Embers To Ashes said:


> If you actualy read the intire thread, you would know that it is NOT nemotodes. I don't understand why you would think an ICU is torture. She oviously loves her tarantula and is trying everything to save it.


Do you know how much stress a super humid and unfamiliar container will cause to an arid spider? And what good will a icu do to a infested spider you think?


----------



## Ixithel (Aug 15, 2011)

Falk- LOL I can't tell if you're trolling or looking for someone to debate the purpose of an ICU with. My rosea does not have nematodes and has not been near an ICU for a long time, as anyone who kept up with my thread would have realized.

If you kept up with my thread you would know she is getting better and not even in need of an ICU. I'm trying everything I can to try and save my little girl and thats why I tried an ICU, as most hobbyists would.

At one point her abdomen was shriveled, YES. I tried an ICU to try to hydrate her and after that ICU I put her back in her enclosure, she drank, her abdomen filled out some. So obviously it had to do her some good. I stand by everything I have attempted to get her healthy again and looking at her now i'm glad I bothered because she is doing better then ever. The only issue is her not eating and I suspect it's a fang issue. All I can really do is wait for her to molt out.


----------



## BrettG (Aug 15, 2011)

It has a whitish crust,yes.


----------



## Echolalia (Aug 15, 2011)

I'm really glad to see that Melly is doing better! She's so adorable, and has the most dedicated owner I've heard of


----------



## Ixithel (Aug 20, 2011)

Hey guys not so good news...

Lately I have been leaving Melly alone more to see if she picks up recovery by herself and to reduce her stress, but that also meant not cleaning her mouth or anything. Her health just took a rapid downhill spiral and I fear she may not have the energy to molt out her eating impairment. 

She's been hunching over again and ignoring food but there appears to be a lack of white stuff. I haven't seen any for a while on her mouth.

I'm gonna resume my "treatments" and I will keep you guys posted. I bought her crickets but she isn't interested.

Its funny how the people who are critical about what I'm doing here tell me I'm stressing her out by messing with her too much and when I stop she starts declining again =/

I'm hoping she's in premolt but I doubt it.


----------



## Ixithel (Aug 22, 2011)

also, the foul scent has moved on from a bad sinus infection to rotted lilacs. I'm not sure if anyone could tell me something about that.


----------



## Ixithel (Aug 27, 2011)

She's webbing, pooping and hunting still. Her poo smells the strongest of the rotted lilac scent.

How can she poo when she doesn't even eat? @__@


----------



## Verneph (Aug 27, 2011)

Ixithel said:


> How can she poo when she doesn't even eat? @__@


Perhaps she is expelling whatever is ailing her?


----------



## Ixithel (Aug 28, 2011)

I hope so because her poo smells just like the lilac scent only much stronger.


----------



## Ixithel (Sep 1, 2011)

*Not good at all*

Hey guys. As you know I've been fighting hard to keep my baby girl well...however I think she's starting to give up on me.

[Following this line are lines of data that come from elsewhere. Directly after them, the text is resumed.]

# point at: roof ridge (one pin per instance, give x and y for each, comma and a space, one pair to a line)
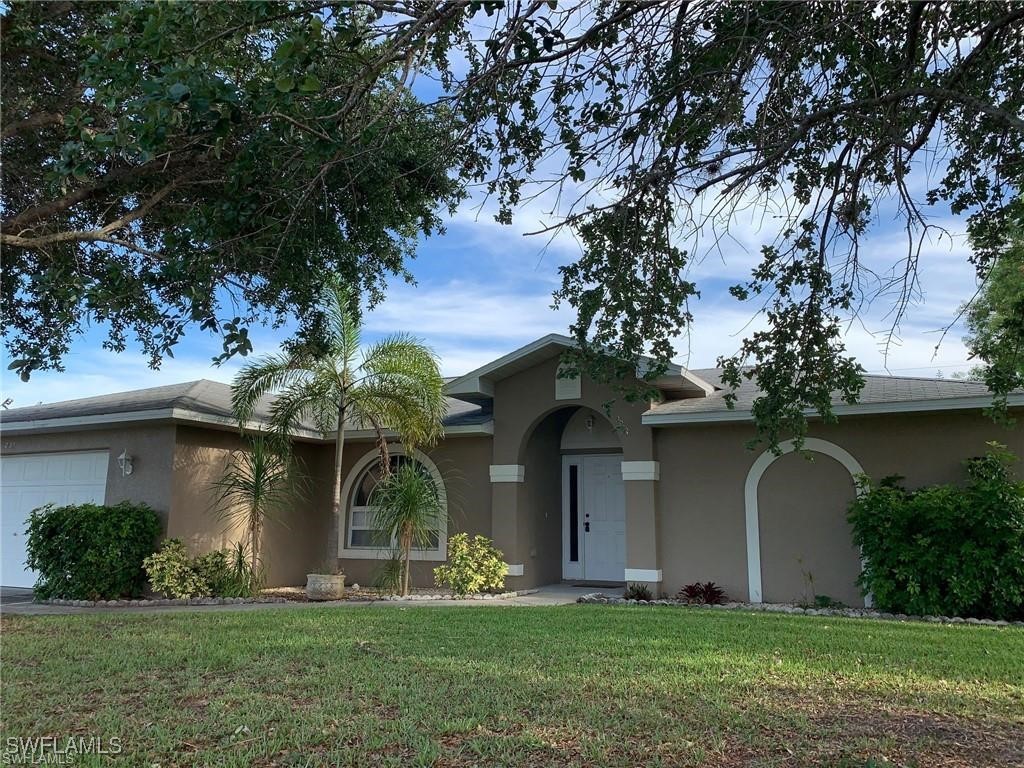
926, 378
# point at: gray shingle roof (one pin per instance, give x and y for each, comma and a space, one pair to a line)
878, 389
203, 396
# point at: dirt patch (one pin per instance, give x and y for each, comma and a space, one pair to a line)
936, 740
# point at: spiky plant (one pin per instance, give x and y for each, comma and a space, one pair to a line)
393, 384
258, 483
408, 506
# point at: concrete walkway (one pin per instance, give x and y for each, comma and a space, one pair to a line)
556, 594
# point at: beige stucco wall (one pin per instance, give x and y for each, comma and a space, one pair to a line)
806, 543
151, 446
705, 467
294, 543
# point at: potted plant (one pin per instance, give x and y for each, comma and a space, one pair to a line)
326, 586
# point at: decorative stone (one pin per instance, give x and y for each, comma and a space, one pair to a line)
325, 586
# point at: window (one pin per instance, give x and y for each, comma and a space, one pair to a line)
359, 531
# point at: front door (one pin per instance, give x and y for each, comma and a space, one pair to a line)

Her abdomen is horribly tiny. She is no longer drinking. She can hardly hunt and when she does get ahold of a food item she cannot digest it so it ends up dying and rotting.

She's been curling. It's not quite a death curl but it's partial, she will go out of it when I touch her but she can't even walk straight. She limps and when I lightly tap her spinnerets she seems to flinch and quiver. Her abdomen is also the very source of the rotted lilac scent.

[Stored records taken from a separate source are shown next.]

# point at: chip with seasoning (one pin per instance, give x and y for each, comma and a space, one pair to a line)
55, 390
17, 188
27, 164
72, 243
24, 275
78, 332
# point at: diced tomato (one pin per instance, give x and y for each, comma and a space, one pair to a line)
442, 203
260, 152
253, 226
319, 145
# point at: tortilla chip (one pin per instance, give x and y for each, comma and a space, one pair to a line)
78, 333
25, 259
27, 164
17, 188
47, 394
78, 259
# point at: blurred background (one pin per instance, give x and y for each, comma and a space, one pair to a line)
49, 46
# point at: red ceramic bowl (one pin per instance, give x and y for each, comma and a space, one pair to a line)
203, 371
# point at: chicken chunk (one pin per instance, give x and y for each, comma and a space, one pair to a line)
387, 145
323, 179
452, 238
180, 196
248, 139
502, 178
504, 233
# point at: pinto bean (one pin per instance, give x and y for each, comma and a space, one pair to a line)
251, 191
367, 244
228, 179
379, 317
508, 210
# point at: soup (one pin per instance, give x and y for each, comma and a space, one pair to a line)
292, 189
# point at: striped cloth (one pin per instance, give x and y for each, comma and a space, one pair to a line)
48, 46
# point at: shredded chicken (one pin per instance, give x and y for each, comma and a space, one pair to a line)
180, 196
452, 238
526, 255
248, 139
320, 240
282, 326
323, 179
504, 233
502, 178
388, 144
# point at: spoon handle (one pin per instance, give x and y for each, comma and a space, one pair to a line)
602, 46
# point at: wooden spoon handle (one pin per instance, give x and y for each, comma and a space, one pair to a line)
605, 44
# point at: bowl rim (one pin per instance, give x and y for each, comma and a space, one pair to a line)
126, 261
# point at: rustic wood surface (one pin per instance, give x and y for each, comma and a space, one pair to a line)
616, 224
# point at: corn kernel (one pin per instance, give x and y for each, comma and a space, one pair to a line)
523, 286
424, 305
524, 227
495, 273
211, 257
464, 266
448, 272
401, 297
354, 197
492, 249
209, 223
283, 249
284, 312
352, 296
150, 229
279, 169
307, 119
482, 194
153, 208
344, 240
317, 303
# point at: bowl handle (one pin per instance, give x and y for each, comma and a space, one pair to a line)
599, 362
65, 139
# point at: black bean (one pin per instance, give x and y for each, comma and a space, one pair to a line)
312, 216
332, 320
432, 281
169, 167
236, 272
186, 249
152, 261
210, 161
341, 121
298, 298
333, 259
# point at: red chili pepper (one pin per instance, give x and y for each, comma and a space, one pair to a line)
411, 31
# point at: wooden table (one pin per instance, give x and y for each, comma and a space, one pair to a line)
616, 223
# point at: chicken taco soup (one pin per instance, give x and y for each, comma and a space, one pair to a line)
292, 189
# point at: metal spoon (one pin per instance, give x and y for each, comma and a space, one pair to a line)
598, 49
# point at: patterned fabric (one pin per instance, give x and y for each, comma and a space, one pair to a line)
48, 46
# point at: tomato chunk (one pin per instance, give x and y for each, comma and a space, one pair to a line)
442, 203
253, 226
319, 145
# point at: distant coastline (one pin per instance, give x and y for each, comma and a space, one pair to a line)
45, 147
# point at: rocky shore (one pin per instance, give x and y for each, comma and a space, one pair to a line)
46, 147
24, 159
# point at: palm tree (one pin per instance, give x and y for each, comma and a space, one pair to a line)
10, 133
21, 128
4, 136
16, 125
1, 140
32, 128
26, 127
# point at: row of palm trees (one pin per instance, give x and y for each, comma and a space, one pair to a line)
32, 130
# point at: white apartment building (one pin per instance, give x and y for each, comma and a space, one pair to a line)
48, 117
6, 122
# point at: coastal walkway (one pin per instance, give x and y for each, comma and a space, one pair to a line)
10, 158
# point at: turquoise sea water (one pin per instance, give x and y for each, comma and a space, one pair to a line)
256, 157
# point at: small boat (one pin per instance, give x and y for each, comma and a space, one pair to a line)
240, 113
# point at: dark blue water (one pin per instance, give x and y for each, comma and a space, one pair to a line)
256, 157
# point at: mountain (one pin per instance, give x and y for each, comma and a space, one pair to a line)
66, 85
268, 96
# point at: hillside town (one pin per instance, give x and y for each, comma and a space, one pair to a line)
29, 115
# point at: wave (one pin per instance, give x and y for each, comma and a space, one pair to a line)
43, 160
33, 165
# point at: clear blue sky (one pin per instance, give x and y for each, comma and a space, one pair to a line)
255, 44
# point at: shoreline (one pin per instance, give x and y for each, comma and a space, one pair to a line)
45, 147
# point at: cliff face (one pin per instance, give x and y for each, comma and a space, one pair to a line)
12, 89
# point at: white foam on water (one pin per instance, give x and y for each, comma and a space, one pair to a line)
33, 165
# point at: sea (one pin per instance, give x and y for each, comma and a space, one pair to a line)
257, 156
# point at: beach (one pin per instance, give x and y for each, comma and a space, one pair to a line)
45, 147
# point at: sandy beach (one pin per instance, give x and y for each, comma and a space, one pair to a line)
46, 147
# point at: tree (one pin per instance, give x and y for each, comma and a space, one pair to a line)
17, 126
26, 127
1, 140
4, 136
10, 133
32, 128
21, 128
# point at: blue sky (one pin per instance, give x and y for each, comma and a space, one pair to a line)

She hobbles and gives up and leans forward with her back legs outstretched and the rest bunched around her, body flat on the ground. Sometimes she'll stand upright but rarely and when she does she usually wanders into a corner and curls. She's not even going into her hide anymore.

I don't even think she has the strength to cling on with her feet hooks anymore.

I've been doing my best for her...but I don't like how she's walking or how she flinches when I touch her. I don't want her to suffer. At this point I'm not sure what I should do...she could still have a chance and I don't want to take that chance away from her but I do not want her to be hurting.

I'm going to film a short video of her walking so you guys can actually see how she is and I'll post that along with a couple pictures but...idk I'm crushed. I hate seeing her like this and I think this is as bad as she's ever been.


----------



## demonanjel117 (Sep 1, 2011)

I dont want to tell you to give up and Im not going to as much as I may want to. Just think of whats best for her and do that. Hope you and her the best.


----------



## Ixithel (Sep 1, 2011)

http://www.youtube.com/watch?v=57rzHxlB6HM

Video is kinda dark but you can see how she sets and how she walks...her abdomen size...


----------



## vickywild (Sep 2, 2011)

:-(

I hope this story has a happy ending.


----------



## HighFlyer (Sep 2, 2011)

Thats a rough video.. I really admire everything you've done for her. Best of luck.


----------



## 8leglock (Sep 2, 2011)

Sorry to hear about your T. I recently had a king baboon shipped out to me and I am going through the same problem .


----------



## Drakk (Sep 2, 2011)

Poor girl...
You've truly made a heroic effort already.
She would not have even still been around to fight without your dedication.
In my opinion you have done what every spider lover should...much love and best wishes.


----------



## synyster (Sep 2, 2011)

First of all, I have followed this thread but never responded. But I bow down to your efforts as I have never heard a care story even close to yours. You are a true passionate and have all my respect. Continue like that, your are on the right track 

Now I just finished watching your video and have to give you a bit of hope. My Theraphosa blondi (*thread viewable here*) had some issues as well, and even though it was a whole other matter, at the end was walking the exact same way as yours. I transfered her when I noticed that and one week later, she wouldn't even walk any more and was almost fully deathcurled. I transfered her without any hope to an ICU, and she surprise molted that night and is completely healthy since 

Now I'm not saying that yours _*will*_ do this, but don't let all hope be gone as these little guys can really be surprising sometimes. I wish you the best and hope everything pulls out fine 

Keep us updated...

Reactions: Like 1


----------



## Ixithel (Sep 3, 2011)

Thank you everyone for your support. I'm going to be crushed if she passes, she's in an ICU and so far not improving. Hopefully she will dunk her face in one of the water dishes I have in there and recover. If not...well, i'll be sure to update as soon as I discover her body


----------



## Jon3800 (Sep 3, 2011)

I'd would keep the paper towels in her ICU a little more wet than usual.  In case she doesn't have enough strength to dunk her face in the water dishes, she can get to the moisture on the paper towels.  You've done a miraculous job keeping her alive this far


----------



## 8leglock (Sep 3, 2011)

Couple of questions. I have read pretty much posts but don't remember. You said the container smelled with my baboon I'm having the same issues . Her ice smells really bad like rot however she is still very aggressive quick to hiss and dart away from me. O and what a species to try and do this with ug don't care if I get bit I just want her ot get better. She had a hardened white gunk neR it's mouth and was very stubborn to come loose. Finally got it removed last night and this morning no new white stuff but cage still smells cleaned everything and new water. Honestly I change the water every few hours. I really do feel bad for both our T's I'm too much of a humanitarian. He'll I trap feral cats and bring them to my vet to get fixed and vaccines before letting them go.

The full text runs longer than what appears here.